Dólar a R$ 6 afeta o preço de produtos e pressiona a inflação

Após o mercado financeiro receber mal as medidas de contenção de gastos, a moeda norte-americana disparou. Com isso, os preços de mercadorias, como a carne, tendem a subir

A estratégia do governo de anunciar uma medida populista, com renúncia de receita do Imposto de Renda junto com o pacote de corte de gastos, na quarta-feira (27), vem fazendo um estrago no mercado de câmbio. A reação negativa dos agentes financeiros fez com que o dólar disparasse e batesse recorde por três dias seguidos.

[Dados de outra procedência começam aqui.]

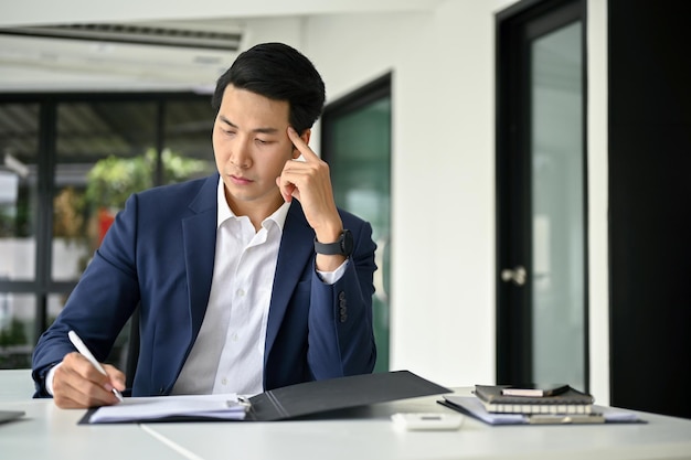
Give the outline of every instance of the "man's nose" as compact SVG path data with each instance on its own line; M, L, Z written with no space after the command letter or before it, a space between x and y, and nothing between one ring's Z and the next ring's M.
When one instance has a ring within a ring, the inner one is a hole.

Nesta sexta-feira (29), pela primeira vez desde o início do Plano Real, a moeda norte-americana fechou o pregão cotada a R$ 6,001 para a venda, como alta de 0,20% em relação à véspera, acumulando no ano valorização de 25%. Com isso, foi inaugurado um novo patamar no câmbio, que pode tirar o sono de quem já tem o orçamento apertado e está pensando em comprar produtos importados para o Natal ou mesmo viajar para o exterior no período das festas.

O dólar acima de R$ 5,80 é uma preocupação a mais para o Banco Central, porque as expectativas de inflação, que já estão ruins, tendem a piorar, superando os 5% para este ano, acima do teto da meta, de 4,50%. Analistas não descartam estouro da meta também em 2025. Eles lembram que os alimentos, que estão entre os vilões da inflação, podem ficar ainda mais caros com o dólar no atual patamar, especialmente a picanha do churrasco, pois os produtores vão preferir exportar mais do que vender no mercado interno.

Além disso, como o pacote anunciado pelo ministro da Fazenda, Fernando Haddad, prevendo R$ 70 bilhões em cortes de despesas até 2026, é considerado modesto, o Banco Central vai ser obrigado a acelerar ainda mais o ritmo de alta dos juros. O piso para a taxa básica da economia (Selic) no término do atual ciclo de aperto monetário já passou para algo entre 13% e 14% anuais, mas há quem não descarte que ela poderá chegar a 15% ao ano.

“Se o Banco Central seguir os modelos para que a inflação volte para o centro da meta de 3%, no próximo ano, mesmo considerando o dólar em R$ 5,80, a Selic vai precisar ir para 15%”, alertou a economista Silvia Matos, coordenadora do Boletim Macro  do Instituto Brasileiro de Economia da Fundação Getulio Vargas (FGV Ibre).

Na avaliação da especialista, a forma como o governo fez o anúncio do pacote foi “um tiro no pé”. “Falar em isenção do Imposto de Renda quando o governo não consegue entregar superavit primário é algo insano e injusto. Primeiro, o governo precisa melhorar a arrecadação, equilibrar as contas para falar em renúncia fiscal”, destacou.

Atualmente, a taxa Selic está em 11,25% ao ano, e as apostas para a próxima reunião do Comitê de Política Monetária (Copom), do Banco Central, nos dias 10 e 11 de dezembro, passou de 0,50 para 0,75 ponto percentual, para 12% anuais.

Contudo, Rodolfo Margato, Economista da XP Investimentos, destacou que, depois do pacote de corte de gastos frustrado, há alguns analistas que não descartam que o Copom poderá elevar a Selic em 1,0 ponto percentual. “A nossa previsão para a taxa básica no fim do ciclo de aperto monetário está em 13,25%, mas estamos fazendo uma revisão para cima”, disse Margato. “As projeções de inflação vinham piorando mesmo antes do pacote e, com certeza, vão piorar no próximo boletim Focus do Banco Central, que é um dos insumos da modelagem para as decisões do Copom. Por isso, não podemos descartar níveis mais elevados de taxas de juros”, frisou.

A insatisfação do mercado com o pacote de Haddad, que é considerado pouco crível e modesto, fez com que o dólar chegasse a ser negociado a R$ 6,115, na manhã de ontem. Nem mesmo a notícia de que o desemprego bateu a menor taxa da história, de 6,2%, animou os investidores.